# R16-300/R16-500: 0x1224 Issues/Discussion



## Stuart Sweet (Jun 19, 2006)

R16 receivers: 0x1224
National release began August 14, 2008.

Please feel free to discuss all aspects of this release in this thread. However, while a certain amount of ranting is expected, forum rules are still in effect and we ask that you refrain from personal attacks and statements you cannot defend.


----------



## ProfLonghair (Sep 26, 2006)

Do we have a feature list?


----------



## Stuart Sweet (Jun 19, 2006)

Yes, the release notes are here: http://www.dbstalk.com/showthread.php?t=136370

Sorry, forgot to put that in post #1.


----------



## Justin23 (Jan 11, 2008)

When I had my R16-500 installed on July 25th, the installer downloaded this software to my receiver. Should it have been an earlier version since it says above the National Release is 8/15?

J


----------



## izzymac83 (Aug 13, 2008)

Hey, I'm new to this forum. I have a question: I use to own a DirectV Tivo DVR receiver until last tuesday and received the new R16-300. The question I have is *will DirectV have a update that will allow the R16-300 swap live TV like the Tivo receiver?* It kind of suck that it doesn't swap tuners!!!!


----------



## The Merg (Jun 24, 2007)

izzymac83 said:


> Hey, I'm new to this forum. I have a question: I use to own a DirectV Tivo DVR receiver until last tuesday and received the new R16-300. The question I have is *will DirectV have a update that will allow the R16-300 swap live TV like the Tivo receiver?* It kind of suck that it doesn't swap tuners!!!!


Welcome to DBSTalk.com!

That's been a huge issue of debate here at DBSTalk. The are multiple threads/polls on this issue. There is talk that DirecTV will be coming out with a feature that is better than dual live tuner, but as of yet, no one knows what that is. There is a workaround that you can use to kinda get the functionality of DLB.

- Merg


----------



## The Merg (Jun 24, 2007)

Justin23 said:


> When I had my R16-500 installed on July 25th, the installer downloaded this software to my receiver. Should it have been an earlier version since it says above the National Release is 8/15?
> 
> J


Some software releases go through staggered release so it is possible that your receiver was designated as one that could receive the software update before it was officially announced as a NR. If you have 0x1224, you have the most recent NR version of software for your R16.

- Merg


----------



## Justin23 (Jan 11, 2008)

Thanks Merg! Any word on when the R16-500 will be updated with software to have the ability to use the DVR Scheduler feature?

J


----------



## izzymac83 (Aug 13, 2008)

Thanks for the responses


----------



## The Merg (Jun 24, 2007)

Justin23 said:


> Thanks Merg! Any word on when the R16-500 will be updated with software to have the ability to use the DVR Scheduler feature?
> 
> J


I believe it should be working for the R16. I know that my R15-300 can use DVR Scheduler. I thought that the R16 was included when they allowed the R15.

- Merg


----------



## Justin23 (Jan 11, 2008)

I think it's not available for the R16-500 yet....from the D* website: "DVR SCHEDULER works with the DIRECTV Plus® DVR receivers (R15, R16-300, R22), the DIRECTV Plus® HD DVR receivers (HR20, HR21) and DIRECTV DVR's with TIVO® service.* "
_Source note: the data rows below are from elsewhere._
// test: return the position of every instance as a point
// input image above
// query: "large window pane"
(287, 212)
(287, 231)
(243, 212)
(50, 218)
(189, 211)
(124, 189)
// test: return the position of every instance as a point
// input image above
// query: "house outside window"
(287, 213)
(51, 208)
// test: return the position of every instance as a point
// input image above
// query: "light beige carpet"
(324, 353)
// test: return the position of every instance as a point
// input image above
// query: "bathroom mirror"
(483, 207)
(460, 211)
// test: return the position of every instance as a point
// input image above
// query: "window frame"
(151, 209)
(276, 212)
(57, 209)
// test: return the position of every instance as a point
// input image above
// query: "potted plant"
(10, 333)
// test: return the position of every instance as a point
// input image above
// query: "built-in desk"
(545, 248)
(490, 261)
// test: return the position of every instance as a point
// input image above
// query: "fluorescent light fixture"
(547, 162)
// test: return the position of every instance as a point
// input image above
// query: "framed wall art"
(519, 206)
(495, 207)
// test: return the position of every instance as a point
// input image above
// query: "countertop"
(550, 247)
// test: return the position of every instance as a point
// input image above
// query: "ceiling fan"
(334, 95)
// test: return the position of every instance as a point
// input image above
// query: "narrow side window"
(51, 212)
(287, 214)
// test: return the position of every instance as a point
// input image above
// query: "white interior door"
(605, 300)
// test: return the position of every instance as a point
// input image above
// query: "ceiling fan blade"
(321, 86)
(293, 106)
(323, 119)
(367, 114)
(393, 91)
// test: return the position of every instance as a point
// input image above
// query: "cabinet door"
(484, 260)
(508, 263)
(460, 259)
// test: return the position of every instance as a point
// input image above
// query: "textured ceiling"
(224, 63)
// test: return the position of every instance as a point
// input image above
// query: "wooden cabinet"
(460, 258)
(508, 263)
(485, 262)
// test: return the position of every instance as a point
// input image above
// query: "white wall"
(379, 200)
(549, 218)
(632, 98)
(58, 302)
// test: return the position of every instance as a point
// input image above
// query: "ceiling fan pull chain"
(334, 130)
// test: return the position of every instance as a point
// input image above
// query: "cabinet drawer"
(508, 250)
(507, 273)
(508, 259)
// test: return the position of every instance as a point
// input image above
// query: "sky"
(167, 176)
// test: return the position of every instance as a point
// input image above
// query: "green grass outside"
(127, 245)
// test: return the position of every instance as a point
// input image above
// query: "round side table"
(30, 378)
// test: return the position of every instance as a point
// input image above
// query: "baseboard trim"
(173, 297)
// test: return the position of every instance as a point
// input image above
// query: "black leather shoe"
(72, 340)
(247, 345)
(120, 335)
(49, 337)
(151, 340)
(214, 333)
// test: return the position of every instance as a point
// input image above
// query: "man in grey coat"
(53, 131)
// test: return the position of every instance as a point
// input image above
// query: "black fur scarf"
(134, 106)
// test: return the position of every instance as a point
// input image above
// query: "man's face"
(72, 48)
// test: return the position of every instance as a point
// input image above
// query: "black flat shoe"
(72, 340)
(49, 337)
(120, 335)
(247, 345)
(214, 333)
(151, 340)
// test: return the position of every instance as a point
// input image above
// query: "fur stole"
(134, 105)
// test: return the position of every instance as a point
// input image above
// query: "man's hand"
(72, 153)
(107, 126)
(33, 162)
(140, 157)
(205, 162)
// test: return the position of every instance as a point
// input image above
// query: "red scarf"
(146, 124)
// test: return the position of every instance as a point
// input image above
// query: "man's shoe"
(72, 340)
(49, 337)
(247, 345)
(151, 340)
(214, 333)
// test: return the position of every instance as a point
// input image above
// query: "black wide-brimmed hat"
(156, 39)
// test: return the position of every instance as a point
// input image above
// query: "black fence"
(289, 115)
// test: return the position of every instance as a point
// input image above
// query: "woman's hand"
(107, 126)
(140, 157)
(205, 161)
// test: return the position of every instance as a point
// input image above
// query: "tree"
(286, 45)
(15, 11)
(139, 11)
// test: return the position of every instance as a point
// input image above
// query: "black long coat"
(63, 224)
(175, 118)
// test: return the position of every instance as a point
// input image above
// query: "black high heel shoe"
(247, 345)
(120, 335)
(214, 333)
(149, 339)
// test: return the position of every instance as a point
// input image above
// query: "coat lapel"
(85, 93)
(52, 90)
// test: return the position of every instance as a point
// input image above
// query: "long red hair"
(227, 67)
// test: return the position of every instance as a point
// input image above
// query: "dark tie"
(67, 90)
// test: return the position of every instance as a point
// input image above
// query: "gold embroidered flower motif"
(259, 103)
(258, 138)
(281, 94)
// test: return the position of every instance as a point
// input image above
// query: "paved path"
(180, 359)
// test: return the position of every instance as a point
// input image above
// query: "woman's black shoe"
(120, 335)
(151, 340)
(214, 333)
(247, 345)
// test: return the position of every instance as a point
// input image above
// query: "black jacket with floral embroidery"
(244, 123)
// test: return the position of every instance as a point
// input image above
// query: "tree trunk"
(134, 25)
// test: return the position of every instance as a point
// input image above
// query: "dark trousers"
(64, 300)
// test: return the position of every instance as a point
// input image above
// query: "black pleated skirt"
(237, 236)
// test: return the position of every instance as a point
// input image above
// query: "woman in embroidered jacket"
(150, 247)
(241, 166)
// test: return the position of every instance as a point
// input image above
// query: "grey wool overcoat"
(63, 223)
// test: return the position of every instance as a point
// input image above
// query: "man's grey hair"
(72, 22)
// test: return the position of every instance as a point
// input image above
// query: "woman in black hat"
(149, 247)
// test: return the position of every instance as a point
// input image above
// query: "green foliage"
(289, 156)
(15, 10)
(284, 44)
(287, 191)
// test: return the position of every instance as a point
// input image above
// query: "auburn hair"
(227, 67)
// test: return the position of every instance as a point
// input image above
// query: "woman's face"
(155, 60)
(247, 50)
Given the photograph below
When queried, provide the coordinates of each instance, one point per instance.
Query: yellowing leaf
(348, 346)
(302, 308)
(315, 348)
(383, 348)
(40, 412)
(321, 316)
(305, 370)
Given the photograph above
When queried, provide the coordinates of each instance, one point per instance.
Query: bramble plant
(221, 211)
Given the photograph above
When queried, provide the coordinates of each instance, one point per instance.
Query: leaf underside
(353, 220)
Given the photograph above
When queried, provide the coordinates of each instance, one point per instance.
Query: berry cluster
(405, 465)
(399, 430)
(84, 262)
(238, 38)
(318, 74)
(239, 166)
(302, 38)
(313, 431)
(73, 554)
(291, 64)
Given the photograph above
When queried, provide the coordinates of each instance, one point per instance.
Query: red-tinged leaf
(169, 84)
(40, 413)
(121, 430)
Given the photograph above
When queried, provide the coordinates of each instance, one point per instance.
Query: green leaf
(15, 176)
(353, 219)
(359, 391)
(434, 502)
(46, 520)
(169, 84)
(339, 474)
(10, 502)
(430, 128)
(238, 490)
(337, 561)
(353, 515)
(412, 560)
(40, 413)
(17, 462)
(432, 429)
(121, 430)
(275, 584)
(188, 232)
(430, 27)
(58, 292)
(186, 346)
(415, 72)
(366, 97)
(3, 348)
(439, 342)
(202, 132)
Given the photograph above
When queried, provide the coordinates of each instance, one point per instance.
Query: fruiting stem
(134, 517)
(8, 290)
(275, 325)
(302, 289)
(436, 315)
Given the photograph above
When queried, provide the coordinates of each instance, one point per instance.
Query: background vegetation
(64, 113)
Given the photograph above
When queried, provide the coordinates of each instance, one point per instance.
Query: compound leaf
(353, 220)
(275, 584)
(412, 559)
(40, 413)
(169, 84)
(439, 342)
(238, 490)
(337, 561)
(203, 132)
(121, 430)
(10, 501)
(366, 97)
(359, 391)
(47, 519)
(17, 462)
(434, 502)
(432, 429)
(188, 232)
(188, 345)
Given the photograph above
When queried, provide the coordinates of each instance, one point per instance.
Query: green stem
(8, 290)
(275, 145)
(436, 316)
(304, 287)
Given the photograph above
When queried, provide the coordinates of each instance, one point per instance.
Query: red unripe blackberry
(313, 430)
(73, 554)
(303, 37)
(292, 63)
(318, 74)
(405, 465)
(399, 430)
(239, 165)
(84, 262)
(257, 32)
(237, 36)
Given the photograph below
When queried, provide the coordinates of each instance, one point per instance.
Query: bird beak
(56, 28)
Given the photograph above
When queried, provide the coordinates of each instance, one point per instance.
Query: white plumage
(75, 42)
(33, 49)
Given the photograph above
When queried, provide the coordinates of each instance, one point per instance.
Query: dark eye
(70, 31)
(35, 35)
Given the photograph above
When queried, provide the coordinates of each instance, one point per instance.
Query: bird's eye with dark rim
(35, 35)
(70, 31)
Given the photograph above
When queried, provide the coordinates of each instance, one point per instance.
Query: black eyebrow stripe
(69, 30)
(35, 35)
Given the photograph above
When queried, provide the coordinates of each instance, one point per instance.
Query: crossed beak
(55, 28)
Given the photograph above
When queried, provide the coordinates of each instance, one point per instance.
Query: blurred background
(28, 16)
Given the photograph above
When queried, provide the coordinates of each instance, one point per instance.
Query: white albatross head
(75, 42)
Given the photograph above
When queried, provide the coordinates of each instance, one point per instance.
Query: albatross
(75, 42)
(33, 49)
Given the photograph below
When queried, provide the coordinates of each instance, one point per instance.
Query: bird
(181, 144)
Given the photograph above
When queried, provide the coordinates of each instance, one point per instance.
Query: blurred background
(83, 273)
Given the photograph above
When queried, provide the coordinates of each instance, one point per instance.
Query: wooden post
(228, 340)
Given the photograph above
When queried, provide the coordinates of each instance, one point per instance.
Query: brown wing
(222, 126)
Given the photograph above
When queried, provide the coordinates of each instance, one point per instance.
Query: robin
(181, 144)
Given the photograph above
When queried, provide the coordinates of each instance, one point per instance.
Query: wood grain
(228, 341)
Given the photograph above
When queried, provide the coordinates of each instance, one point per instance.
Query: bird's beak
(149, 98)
I wonder why it's only available for one type of R16? Software issue?

J


----------



## Gloria_Chavez (Aug 11, 2008)

Hi Everyone. Merg, thanks for your reply on another thread for my query regarding live dual-buffering. Another question. Is there any way to get a 30-second skip on the R16-300. On my TiVo unit, it was instantaneous, once you programmed the remote. On the R16-300, it "skips" 30-seconds, but does so over a few seconds. Anyway to expedite this? Thanks.


----------



## The Merg (Jun 24, 2007)

Gloria_Chavez said:


> Hi Everyone. Merg, thanks for your reply on another thread for my query regarding live dual-buffering. Another question. Is there any way to get a 30-second skip on the R16-300. On my TiVo unit, it was instantaneous, once you programmed the remote. On the R16-300, it "skips" 30-seconds, but does so over a few seconds. Anyway to expedite this? Thanks.


What you have on the R16 is what is referred to as 30-second Slip. 30-second Skip is not available on the R16. It is available on the HR series DVR's and R22 DVR's though. It's something that R15/R16 users have been waiting for, but it seems likely that we won't see it.

- Merg


----------



## Stuart Sweet (Jun 19, 2006)

Justin23 said:


> I think it's not available for the R16-500 yet....from the D* website: "DVR SCHEDULER works with the DIRECTV Plus® DVR receivers (R15, R16-300, R22), the DIRECTV Plus® HD DVR receivers (HR20, HR21) and DIRECTV DVR's with TIVO® service.* "
> 
> I wonder why it's only available for one type of R16? Software issue?
> 
> J


That may be a typo, I'm not sure. Have you tried using DVR Scheduler on R16-500?


----------



## Justin23 (Jan 11, 2008)

Stuart,
Yes I have tried to use it and it does nothing on the website or on my mobile phone. No confirmation, nothing on the receiver, nada.

J


----------



## Justin23 (Jan 11, 2008)

Anyone from D* that comes on this board have any idea?

J


----------



## jcbell (Oct 2, 2008)

I just posted a quite lengthy thread on my issue(s) with the R16-300. Any help is appreciated!

(And here I had no idea about the live tv swap issue since my #$&^@#^ box doesn't work. Doubly nice.  )


----------